Friday, July 12, 2013

Two interesting posts related to NSA

Lots of intel community inside baseball in this, but this part dovetails with my advice to study computer security:
Now we get to one of the things that a lot of people have said: “how did a guy with no college degree and just a GED get hired to work in IT security?” But there’s a basic misunderstanding there: not everyone “working in IT security” is doing research. CIA has a bunch of computers, and they need a bunch of systems administrators.

Would CIA hire someone with a clearance and some computer skills, but no degree? You bet your ass they would. Especially for a sysadmin job. But it’s also the sysadmin job that explains what Snowden may have been able to get access to (and what he probably didn’t really have access to).
There's a lot of information there, most of which I won't confirm nor deny.

Also, Chris Byrne has some interesting thoughts on encryption.  Cleaning Up My Crypto.  Worth a read.

7 comments:

Dave H said...

So that's what happened to Solaris. I talked to a Sun rep a few decades ago about software development systems but for our little shop their solutions were pricey. (I also talked to an Apollo rep at the time, if that gives you a clue about how long ago it was.)

Interesting information about what Snowdon might have actually been capable of, and an interesting take on his possible motive. I get the feeling he was inspired by Julian Assange, who I noticed also came out of the woodwork recently. Gotta get that attention fix.

Unknown said...

Some of your remarks on this blog have got me looking seriously at a set of certifications, as well as an AS in IT, with an emphasis in network security, at the local community college. My company will reimburse tuition, so why not?

Regarding security clearances, there's a lot of anecdotal evidence to suggest that a clearance with no degree will get your foot in a lot more doors than a degree with no clearance will do.

Dave H said...

Jeremy Brock: Considering that an employer has to foot the bill for you to get a clearance, that's not surprising.
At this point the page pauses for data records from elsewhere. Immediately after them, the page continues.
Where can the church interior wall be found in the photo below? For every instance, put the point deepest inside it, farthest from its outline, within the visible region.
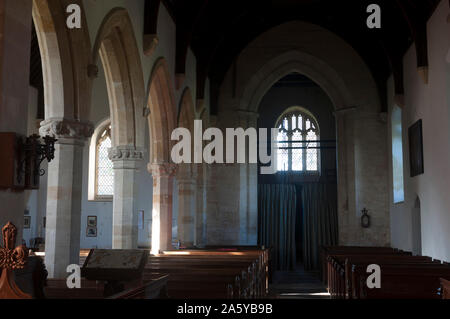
(363, 164)
(429, 102)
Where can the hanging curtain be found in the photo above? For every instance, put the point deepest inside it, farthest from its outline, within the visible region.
(277, 209)
(320, 222)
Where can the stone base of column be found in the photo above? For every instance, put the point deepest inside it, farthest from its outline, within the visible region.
(163, 175)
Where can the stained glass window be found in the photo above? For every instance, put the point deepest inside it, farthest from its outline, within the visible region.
(298, 142)
(104, 166)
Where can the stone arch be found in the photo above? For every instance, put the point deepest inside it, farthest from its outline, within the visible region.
(117, 49)
(348, 82)
(162, 119)
(295, 61)
(67, 87)
(99, 128)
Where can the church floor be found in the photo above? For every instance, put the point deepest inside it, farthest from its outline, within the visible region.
(297, 284)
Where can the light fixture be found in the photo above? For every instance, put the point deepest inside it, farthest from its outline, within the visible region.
(33, 151)
(365, 218)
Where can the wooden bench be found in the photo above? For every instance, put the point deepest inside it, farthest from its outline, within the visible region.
(205, 273)
(402, 275)
(444, 291)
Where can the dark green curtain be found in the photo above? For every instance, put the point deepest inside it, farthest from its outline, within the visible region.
(277, 209)
(320, 221)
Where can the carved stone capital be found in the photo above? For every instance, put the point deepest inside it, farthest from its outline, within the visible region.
(163, 169)
(150, 43)
(125, 153)
(186, 175)
(62, 128)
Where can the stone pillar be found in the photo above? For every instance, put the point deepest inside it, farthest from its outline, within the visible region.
(186, 205)
(62, 238)
(126, 161)
(163, 175)
(15, 40)
(200, 218)
(248, 208)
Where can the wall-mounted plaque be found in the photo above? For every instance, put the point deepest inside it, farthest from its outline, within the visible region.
(114, 264)
(416, 149)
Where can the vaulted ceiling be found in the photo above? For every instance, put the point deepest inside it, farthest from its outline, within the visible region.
(218, 30)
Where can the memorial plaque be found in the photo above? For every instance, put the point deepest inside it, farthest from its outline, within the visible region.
(114, 264)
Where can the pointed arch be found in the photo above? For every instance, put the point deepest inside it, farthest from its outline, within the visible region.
(162, 119)
(116, 47)
(67, 87)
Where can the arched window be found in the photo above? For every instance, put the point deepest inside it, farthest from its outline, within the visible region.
(104, 175)
(297, 141)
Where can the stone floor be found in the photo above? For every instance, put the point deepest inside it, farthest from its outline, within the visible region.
(297, 284)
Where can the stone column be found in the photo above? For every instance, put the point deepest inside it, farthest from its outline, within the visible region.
(186, 205)
(126, 161)
(62, 238)
(163, 175)
(15, 40)
(248, 208)
(200, 218)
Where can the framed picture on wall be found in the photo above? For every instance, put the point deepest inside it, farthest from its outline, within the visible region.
(92, 221)
(27, 222)
(416, 149)
(91, 232)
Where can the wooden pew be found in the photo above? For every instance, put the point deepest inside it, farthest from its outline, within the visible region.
(336, 265)
(444, 291)
(57, 289)
(402, 275)
(402, 282)
(211, 273)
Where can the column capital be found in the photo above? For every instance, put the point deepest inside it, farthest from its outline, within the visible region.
(126, 157)
(162, 169)
(186, 175)
(125, 153)
(62, 128)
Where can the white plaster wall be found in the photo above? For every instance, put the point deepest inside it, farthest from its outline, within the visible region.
(430, 103)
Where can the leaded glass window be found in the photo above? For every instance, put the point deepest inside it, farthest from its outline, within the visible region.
(104, 167)
(298, 142)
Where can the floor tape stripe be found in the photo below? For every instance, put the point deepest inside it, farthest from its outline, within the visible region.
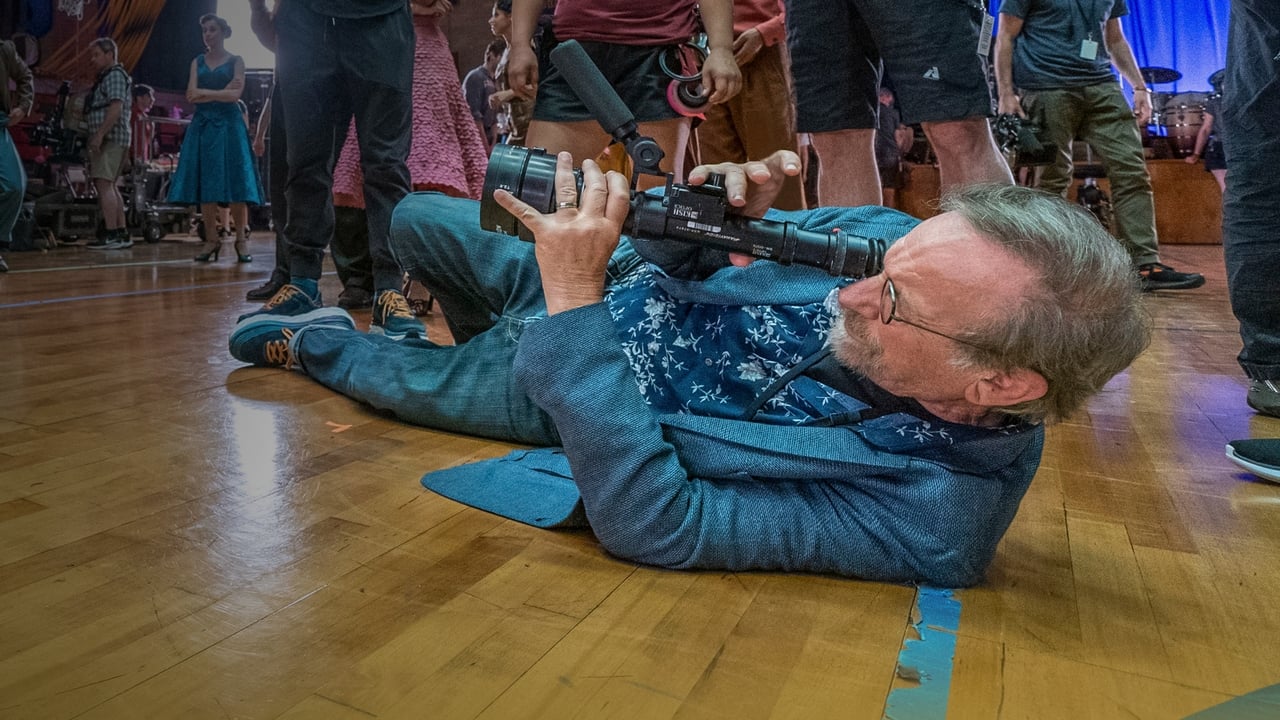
(927, 660)
(1260, 705)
As I understand it a clearance isn't portable from one employer to another. But if you already had a recent clearance it's a lot cheaper for your new employer to get the background checks for your new clearance done.

Maybe BP can neither confirm nor deny that.

Old NFO said...

Thanks for the update(s) and Chris' points are good ones too!!!

Borepatch said...

Dave, my first Internet email address was on Dockmaster, which was (IIRC) MULTICS. A1 (or was it A2?) FTW!
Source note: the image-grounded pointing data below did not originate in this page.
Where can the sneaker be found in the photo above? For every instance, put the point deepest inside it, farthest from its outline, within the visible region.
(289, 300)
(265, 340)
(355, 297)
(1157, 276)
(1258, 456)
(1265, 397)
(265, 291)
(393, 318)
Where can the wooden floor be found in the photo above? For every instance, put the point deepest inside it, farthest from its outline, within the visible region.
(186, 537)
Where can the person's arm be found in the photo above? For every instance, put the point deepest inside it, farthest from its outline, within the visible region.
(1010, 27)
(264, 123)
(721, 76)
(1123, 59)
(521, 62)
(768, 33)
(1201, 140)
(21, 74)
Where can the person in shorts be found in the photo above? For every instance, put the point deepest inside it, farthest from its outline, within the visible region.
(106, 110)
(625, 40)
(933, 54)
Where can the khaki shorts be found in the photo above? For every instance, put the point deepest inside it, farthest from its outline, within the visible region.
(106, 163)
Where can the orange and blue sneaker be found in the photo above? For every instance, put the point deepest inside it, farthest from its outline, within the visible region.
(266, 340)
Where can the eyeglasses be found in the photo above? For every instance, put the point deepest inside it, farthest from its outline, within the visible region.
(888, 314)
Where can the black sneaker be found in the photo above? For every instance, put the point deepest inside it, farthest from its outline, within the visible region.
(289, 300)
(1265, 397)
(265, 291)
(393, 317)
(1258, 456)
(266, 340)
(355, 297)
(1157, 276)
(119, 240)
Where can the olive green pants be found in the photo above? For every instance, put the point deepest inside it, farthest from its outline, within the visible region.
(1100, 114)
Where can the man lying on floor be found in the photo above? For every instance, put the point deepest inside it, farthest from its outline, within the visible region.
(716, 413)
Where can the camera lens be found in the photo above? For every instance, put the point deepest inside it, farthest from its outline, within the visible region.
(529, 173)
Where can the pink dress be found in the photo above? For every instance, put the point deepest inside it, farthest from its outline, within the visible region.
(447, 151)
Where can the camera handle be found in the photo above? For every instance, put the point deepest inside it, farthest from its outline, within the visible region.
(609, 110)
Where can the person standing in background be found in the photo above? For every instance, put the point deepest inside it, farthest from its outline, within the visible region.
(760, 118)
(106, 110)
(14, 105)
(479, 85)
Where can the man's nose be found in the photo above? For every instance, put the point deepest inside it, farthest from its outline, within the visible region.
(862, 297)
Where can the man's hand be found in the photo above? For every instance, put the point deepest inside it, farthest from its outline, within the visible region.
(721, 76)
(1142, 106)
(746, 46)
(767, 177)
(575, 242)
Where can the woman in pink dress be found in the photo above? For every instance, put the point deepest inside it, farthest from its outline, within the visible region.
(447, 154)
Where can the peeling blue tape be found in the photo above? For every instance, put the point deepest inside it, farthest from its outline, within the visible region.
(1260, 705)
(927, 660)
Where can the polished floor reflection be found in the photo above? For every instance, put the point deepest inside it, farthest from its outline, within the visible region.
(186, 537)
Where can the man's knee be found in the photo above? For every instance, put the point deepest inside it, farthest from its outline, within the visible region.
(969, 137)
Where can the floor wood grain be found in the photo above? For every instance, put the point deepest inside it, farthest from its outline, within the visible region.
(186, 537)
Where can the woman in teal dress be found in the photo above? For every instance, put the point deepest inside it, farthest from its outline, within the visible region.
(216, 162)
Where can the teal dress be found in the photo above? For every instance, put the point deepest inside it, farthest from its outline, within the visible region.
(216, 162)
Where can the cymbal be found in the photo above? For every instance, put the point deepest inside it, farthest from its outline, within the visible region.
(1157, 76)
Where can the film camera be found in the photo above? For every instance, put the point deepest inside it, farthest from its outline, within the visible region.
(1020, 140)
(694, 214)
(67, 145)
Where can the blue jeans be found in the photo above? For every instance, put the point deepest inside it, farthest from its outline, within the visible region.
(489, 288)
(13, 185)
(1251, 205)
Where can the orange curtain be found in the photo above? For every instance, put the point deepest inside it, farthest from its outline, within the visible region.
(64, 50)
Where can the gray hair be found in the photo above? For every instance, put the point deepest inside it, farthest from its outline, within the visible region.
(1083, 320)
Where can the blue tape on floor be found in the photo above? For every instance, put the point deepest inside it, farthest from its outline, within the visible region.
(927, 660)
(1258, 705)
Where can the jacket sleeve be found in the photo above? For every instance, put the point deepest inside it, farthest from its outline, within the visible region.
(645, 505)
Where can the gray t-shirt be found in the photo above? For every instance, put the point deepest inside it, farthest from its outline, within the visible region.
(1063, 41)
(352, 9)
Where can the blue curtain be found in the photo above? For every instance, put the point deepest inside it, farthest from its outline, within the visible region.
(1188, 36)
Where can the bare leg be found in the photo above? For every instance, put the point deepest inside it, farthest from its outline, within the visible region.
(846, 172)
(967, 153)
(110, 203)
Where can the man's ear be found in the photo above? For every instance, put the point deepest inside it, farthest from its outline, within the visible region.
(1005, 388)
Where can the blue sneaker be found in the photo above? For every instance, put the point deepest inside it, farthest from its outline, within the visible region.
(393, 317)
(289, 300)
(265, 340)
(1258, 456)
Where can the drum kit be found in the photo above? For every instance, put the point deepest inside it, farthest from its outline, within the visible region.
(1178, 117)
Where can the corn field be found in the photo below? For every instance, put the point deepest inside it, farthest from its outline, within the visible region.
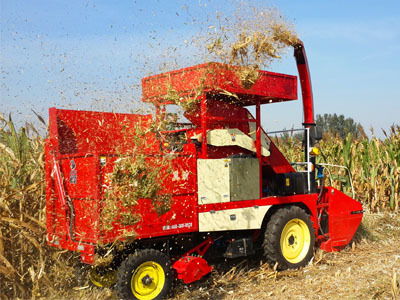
(374, 165)
(31, 269)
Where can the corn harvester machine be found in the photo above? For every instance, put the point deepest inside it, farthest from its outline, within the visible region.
(233, 193)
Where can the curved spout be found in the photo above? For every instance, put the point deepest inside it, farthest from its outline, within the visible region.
(305, 82)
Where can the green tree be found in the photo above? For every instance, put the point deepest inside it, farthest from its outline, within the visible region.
(340, 125)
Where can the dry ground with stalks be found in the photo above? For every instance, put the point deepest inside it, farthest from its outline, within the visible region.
(368, 269)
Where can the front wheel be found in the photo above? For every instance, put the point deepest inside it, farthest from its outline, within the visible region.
(144, 275)
(289, 238)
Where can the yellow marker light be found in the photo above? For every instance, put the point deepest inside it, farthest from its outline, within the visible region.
(315, 151)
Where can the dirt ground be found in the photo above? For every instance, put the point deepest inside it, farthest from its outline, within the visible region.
(369, 268)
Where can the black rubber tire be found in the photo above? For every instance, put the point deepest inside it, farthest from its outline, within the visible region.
(130, 265)
(273, 234)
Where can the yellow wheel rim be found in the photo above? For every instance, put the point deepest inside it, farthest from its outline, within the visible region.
(148, 280)
(102, 280)
(295, 241)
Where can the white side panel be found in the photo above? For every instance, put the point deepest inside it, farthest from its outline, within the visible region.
(233, 219)
(213, 180)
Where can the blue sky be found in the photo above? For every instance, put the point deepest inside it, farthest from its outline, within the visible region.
(92, 54)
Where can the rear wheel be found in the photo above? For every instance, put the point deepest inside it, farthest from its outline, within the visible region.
(289, 238)
(144, 275)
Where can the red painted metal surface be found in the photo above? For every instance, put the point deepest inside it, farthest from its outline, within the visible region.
(215, 78)
(191, 268)
(345, 215)
(83, 146)
(305, 82)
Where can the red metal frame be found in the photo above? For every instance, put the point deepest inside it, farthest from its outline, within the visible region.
(83, 146)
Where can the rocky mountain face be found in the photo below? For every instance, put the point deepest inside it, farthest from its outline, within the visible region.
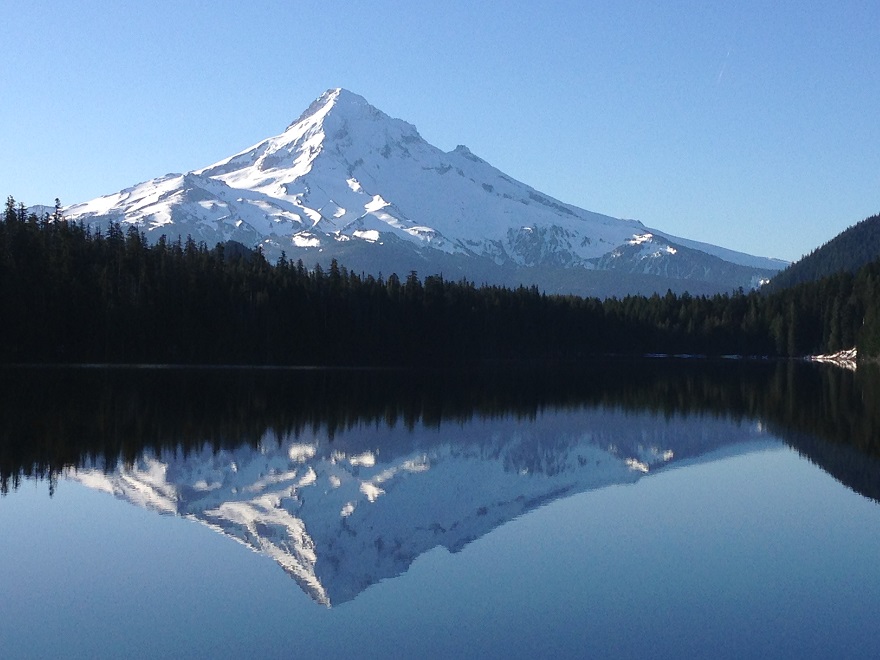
(347, 181)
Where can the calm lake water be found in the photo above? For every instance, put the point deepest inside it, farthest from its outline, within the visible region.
(623, 509)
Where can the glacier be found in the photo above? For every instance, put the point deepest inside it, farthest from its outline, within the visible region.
(347, 181)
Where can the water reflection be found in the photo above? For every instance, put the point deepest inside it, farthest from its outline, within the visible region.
(344, 478)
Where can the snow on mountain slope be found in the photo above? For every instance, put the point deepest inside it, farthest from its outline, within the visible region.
(340, 516)
(345, 176)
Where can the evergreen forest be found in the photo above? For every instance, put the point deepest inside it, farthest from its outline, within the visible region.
(69, 294)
Jeremy, I'm glad you're going there. For sure there's a big demand. A clearance will open doors, but it's a pain to get and a pain to keep. Dave describes how it's usually done.

Unknown said...

Compared to many these days, I'm downright privileged with a military background in fast attack subs and a subsequent track record with a series of defense contractors over the past couple of decades. My biggest employability problem is age, and in the semi-public sector that hasn't hurt me as badly as it would have in, say, Silicon Valley.

Getting a handle on network security, aside from pushing several of my geek buttons, is a way of maintaining agility, and agility is job security. One won't always have the same job, but will generally have a job. (The previous sentence could also apply to military support contracting in general, as long as one is consistently willing to relocate on short notice.)
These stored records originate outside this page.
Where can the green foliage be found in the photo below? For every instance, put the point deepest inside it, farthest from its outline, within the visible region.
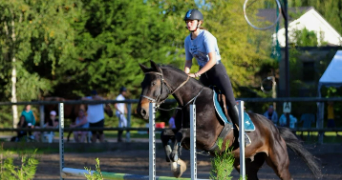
(243, 49)
(10, 170)
(96, 175)
(329, 9)
(305, 38)
(222, 163)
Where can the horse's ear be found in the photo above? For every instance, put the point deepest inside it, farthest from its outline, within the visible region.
(143, 68)
(155, 67)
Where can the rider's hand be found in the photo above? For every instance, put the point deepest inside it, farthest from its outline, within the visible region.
(192, 75)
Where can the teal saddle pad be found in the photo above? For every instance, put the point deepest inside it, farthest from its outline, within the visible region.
(249, 126)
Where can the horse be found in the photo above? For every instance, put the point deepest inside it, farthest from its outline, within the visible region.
(268, 143)
(70, 110)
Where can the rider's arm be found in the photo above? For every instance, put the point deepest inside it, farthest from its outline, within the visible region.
(188, 64)
(209, 65)
(188, 56)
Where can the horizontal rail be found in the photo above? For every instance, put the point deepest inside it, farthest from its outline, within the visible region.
(132, 101)
(144, 129)
(66, 172)
(81, 129)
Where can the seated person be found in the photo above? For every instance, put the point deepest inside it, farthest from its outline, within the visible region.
(51, 123)
(282, 120)
(81, 122)
(271, 115)
(21, 124)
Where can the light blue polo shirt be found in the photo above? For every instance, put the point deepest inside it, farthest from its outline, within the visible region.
(199, 48)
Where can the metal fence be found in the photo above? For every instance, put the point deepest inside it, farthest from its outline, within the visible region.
(316, 101)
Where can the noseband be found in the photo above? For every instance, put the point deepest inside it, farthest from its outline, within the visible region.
(158, 100)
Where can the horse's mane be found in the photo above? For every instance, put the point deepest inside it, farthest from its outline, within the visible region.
(164, 66)
(172, 67)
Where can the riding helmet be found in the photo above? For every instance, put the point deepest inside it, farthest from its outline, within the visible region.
(193, 14)
(122, 89)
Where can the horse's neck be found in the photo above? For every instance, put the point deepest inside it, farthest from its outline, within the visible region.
(188, 92)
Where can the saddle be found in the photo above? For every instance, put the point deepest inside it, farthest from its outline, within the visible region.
(221, 108)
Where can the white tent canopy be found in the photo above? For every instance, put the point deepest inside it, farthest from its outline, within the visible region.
(333, 74)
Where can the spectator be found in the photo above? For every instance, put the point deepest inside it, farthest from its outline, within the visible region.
(51, 123)
(121, 110)
(331, 116)
(29, 116)
(271, 115)
(172, 124)
(95, 116)
(283, 122)
(21, 124)
(81, 122)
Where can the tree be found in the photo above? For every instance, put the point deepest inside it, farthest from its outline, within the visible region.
(243, 49)
(34, 32)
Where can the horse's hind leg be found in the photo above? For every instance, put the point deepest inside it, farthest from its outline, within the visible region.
(165, 137)
(278, 159)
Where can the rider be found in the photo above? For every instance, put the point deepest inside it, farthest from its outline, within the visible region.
(202, 45)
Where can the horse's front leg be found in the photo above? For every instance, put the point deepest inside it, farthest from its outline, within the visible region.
(165, 137)
(179, 137)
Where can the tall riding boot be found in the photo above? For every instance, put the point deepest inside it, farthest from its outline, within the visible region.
(120, 135)
(234, 114)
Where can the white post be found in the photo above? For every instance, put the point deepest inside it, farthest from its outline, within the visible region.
(152, 141)
(193, 156)
(61, 140)
(242, 140)
(129, 109)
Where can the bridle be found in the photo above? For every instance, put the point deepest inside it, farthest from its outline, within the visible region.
(158, 100)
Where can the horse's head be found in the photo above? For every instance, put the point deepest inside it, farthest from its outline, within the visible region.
(154, 88)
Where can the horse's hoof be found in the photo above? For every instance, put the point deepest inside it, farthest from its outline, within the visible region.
(168, 152)
(178, 168)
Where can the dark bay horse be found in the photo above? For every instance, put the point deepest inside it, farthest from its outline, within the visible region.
(268, 143)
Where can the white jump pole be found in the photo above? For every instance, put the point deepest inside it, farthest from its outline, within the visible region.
(193, 156)
(152, 142)
(242, 140)
(61, 139)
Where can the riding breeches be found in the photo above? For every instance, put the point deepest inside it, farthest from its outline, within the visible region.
(218, 76)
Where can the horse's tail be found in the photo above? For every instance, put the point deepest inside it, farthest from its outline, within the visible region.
(294, 144)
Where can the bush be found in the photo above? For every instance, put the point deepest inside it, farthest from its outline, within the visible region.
(222, 163)
(25, 170)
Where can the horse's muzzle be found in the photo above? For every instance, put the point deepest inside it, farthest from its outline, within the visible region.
(143, 110)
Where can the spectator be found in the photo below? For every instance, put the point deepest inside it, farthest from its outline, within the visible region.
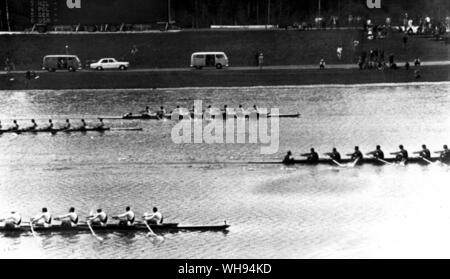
(339, 52)
(405, 40)
(417, 62)
(260, 60)
(322, 64)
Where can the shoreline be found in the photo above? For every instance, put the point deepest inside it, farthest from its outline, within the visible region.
(171, 79)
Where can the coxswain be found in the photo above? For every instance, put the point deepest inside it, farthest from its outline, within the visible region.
(402, 155)
(154, 218)
(288, 159)
(70, 219)
(334, 155)
(13, 220)
(127, 218)
(424, 153)
(377, 154)
(98, 219)
(44, 219)
(312, 157)
(445, 155)
(356, 155)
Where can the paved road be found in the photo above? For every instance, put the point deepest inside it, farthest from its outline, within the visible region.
(285, 67)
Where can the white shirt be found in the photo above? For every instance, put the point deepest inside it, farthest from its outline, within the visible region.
(71, 216)
(100, 217)
(153, 216)
(43, 219)
(13, 218)
(127, 216)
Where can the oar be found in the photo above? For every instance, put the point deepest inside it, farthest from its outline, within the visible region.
(426, 160)
(337, 163)
(386, 162)
(32, 229)
(93, 233)
(151, 233)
Regarding security clearances, it's very true that they're "a pain to get and a pain to keep". Still--and leaving out a few caveats for now--I'd append " ... but worth getting if you can."

BTW, Borepatch: MULTICS? Wow, that's a generation or two beyond me! I got into *n*x almost by accident, but it has paid off well even though I'm no guru.

lee n. field said...

"
Also, Chris Byrne has some interesting thoughts on encryption. Cleaning Up My Crypto. Worth a read. "

OK, that answered a question I had. 4096 bit keys it is, then.

At some point over the years when I wasn't paying GnuPG options changed, and broke stuff. . More reading.